Cairn, Macha Ghrianáin, Co. Kerry
Co. Kerry |
Cairns
On a south-facing slope between Cloonaghlin and Iskanamacteery loughs in south Kerry, a pear-shaped mound of stone sits in quiet ambiguity.
It was recorded before excavation as roughly nine and a half metres long, seven metres wide, and just over two metres high, which is modest enough for a prehistoric burial cairn but not implausible either. What makes the site genuinely curious is that, decades after it was dug into and catalogued, its basic character remains unresolved.

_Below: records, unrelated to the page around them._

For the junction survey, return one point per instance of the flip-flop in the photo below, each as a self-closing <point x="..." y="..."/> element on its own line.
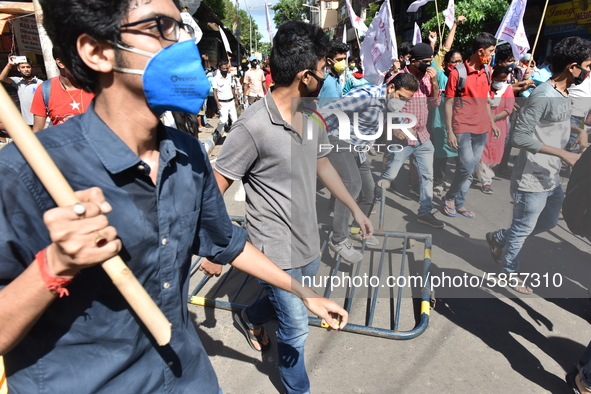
<point x="466" y="213"/>
<point x="522" y="287"/>
<point x="572" y="383"/>
<point x="493" y="249"/>
<point x="237" y="316"/>
<point x="447" y="209"/>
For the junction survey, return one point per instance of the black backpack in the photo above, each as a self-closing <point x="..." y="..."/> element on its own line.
<point x="576" y="208"/>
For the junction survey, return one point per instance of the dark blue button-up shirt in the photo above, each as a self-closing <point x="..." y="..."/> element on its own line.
<point x="90" y="341"/>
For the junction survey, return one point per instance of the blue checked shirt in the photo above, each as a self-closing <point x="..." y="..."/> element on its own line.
<point x="369" y="102"/>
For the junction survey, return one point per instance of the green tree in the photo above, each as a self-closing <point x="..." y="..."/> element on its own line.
<point x="243" y="23"/>
<point x="481" y="16"/>
<point x="218" y="7"/>
<point x="286" y="10"/>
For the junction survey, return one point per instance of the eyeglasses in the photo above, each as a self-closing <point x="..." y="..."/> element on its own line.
<point x="169" y="28"/>
<point x="313" y="72"/>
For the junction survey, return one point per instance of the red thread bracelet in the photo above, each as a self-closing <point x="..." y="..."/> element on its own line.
<point x="51" y="282"/>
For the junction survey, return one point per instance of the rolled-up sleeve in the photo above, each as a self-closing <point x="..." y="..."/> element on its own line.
<point x="219" y="240"/>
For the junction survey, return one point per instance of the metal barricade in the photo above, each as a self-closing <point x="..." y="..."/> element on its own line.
<point x="242" y="290"/>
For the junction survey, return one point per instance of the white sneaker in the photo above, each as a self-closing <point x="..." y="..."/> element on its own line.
<point x="346" y="251"/>
<point x="371" y="241"/>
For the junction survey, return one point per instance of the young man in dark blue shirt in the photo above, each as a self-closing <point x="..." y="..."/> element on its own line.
<point x="147" y="190"/>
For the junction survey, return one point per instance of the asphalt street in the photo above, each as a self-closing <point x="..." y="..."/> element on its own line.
<point x="481" y="338"/>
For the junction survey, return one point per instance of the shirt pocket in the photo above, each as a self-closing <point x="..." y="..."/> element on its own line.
<point x="187" y="234"/>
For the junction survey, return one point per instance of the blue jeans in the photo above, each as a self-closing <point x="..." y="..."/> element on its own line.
<point x="470" y="147"/>
<point x="293" y="328"/>
<point x="422" y="156"/>
<point x="533" y="213"/>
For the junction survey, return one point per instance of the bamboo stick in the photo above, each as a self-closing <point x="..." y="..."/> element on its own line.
<point x="63" y="195"/>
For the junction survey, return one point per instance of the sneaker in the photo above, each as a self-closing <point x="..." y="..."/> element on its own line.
<point x="486" y="189"/>
<point x="430" y="220"/>
<point x="438" y="190"/>
<point x="371" y="241"/>
<point x="346" y="251"/>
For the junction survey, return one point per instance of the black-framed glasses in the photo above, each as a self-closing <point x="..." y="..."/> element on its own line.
<point x="319" y="79"/>
<point x="169" y="28"/>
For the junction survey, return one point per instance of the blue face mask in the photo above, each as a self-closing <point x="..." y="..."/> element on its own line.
<point x="174" y="79"/>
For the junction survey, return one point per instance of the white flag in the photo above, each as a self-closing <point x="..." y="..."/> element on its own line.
<point x="225" y="39"/>
<point x="416" y="37"/>
<point x="512" y="30"/>
<point x="414" y="7"/>
<point x="269" y="25"/>
<point x="356" y="21"/>
<point x="378" y="49"/>
<point x="449" y="14"/>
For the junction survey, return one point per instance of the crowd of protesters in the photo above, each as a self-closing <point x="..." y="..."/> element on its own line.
<point x="470" y="107"/>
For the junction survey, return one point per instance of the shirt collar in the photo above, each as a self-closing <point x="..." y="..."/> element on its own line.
<point x="115" y="155"/>
<point x="273" y="111"/>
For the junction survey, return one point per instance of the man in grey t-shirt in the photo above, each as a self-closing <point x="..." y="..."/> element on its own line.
<point x="276" y="152"/>
<point x="541" y="132"/>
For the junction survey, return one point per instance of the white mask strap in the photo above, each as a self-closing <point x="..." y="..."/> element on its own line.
<point x="136" y="51"/>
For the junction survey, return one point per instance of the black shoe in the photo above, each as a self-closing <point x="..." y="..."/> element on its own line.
<point x="572" y="383"/>
<point x="431" y="220"/>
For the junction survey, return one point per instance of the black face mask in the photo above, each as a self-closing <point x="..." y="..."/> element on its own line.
<point x="582" y="76"/>
<point x="314" y="93"/>
<point x="423" y="67"/>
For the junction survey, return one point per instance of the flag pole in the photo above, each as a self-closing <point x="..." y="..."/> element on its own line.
<point x="537" y="36"/>
<point x="438" y="23"/>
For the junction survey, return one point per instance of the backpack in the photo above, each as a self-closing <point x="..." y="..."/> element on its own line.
<point x="463" y="75"/>
<point x="576" y="208"/>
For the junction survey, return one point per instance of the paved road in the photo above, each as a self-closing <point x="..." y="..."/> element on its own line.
<point x="478" y="340"/>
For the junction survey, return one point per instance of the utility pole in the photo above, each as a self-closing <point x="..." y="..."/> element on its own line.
<point x="46" y="45"/>
<point x="237" y="36"/>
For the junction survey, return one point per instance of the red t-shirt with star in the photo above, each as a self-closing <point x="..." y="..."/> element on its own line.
<point x="62" y="104"/>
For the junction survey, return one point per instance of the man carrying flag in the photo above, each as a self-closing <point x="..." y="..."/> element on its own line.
<point x="512" y="30"/>
<point x="378" y="49"/>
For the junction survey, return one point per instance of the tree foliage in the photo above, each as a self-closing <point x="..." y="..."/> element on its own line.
<point x="286" y="10"/>
<point x="218" y="7"/>
<point x="481" y="16"/>
<point x="243" y="23"/>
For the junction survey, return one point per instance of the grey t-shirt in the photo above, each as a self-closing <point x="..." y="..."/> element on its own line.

The excavation was carried out by O'Connell in 1937, and his interpretation was straightforward: a burial cairn, the kind of monument found across Ireland in which stone was heaped over one or more stone-lined graves. A cairn of this type typically covers cists, box-like chambers formed from upright slabs and roofed with flat lintels. O'Connell found three such cists, all capped with lintels. The southernmost was the most substantial, measuring around 1.8 metres long and plunging to a depth of 1.8 metres at its western end. Inside were stone chips, bone fragments he identified as human, and two pieces of sandstone he thought resembled arrowheads. The two cists to the north contained only stone infill, with no finds recorded. The burial interpretation seemed settled. But subsequent opinion has not been so sure. It has been proposed that the southern feature may actually be a corn-drying kiln, a simple agricultural structure used to dry grain before milling, and doubt has been cast on whether the bone fragments and sandstone pieces are what O'Connell believed them to be. The monument sits somewhere between a prehistoric grave and a field kiln, and no firm resolution has followed.